Privacy and Data Security: Robots equipped with sensors for navigation and object recognition will inevitably collect data about the home environment and human behavior.  Safeguarding this data and ensuring user privacy is paramount.
Autonomy and Control:  Determining the appropriate level of robot autonomy in decision-making is crucial.
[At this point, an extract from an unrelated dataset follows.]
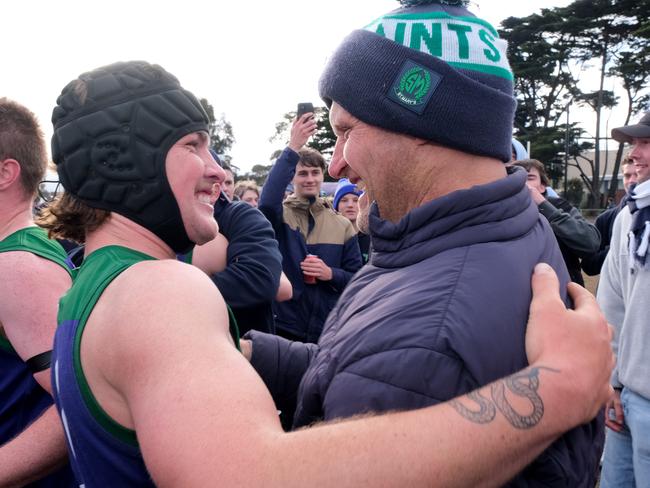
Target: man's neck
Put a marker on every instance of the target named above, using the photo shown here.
(14, 217)
(120, 231)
Users should have clear mechanisms for control and oversight, ensuring they feel comfortable and safe in their homes.
Bias and Fairness:  LLMs are trained on massive datasets, which may contain biases that could translate into unfair or discriminatory robot behavior.  It's essential to address these biases during training and ensure robots act fairly and equitably in all situations.
Impact on Human Relationships: The introduction of robots into the home could alter family dynamics and human-human interactions.  It's important to study these potential impacts and design robots that foster positive and supportive relationships.

PARTNR as a tool for studying and addressing ethical concerns:

Controlled Experimentation: PARTNR provides a safe and controlled environment to study human-robot collaboration, allowing researchers to systematically investigate ethical concerns.
Bias Detection and Mitigation:  Researchers can use PARTNR to analyze the behavior of LLM-based agents for potential biases and develop techniques to mitigate unfair or discriminatory outcomes.
User Studies and Feedback: PARTNR's human-in-the-loop evaluation framework enables researchers to conduct user studies, gather feedback on ethical concerns, and incorporate user perspectives into the design and development process.
Transparency and Explainability:  By analyzing the decision-making process of LLM-based agents in PARTNR, researchers can work towards making these systems more transparent and explainable, fostering trust and understanding among users.
By leveraging PARTNR as a research tool, we can proactively address ethical implications, ensuring the responsible and beneficial integration of collaborative robots into domestic settings.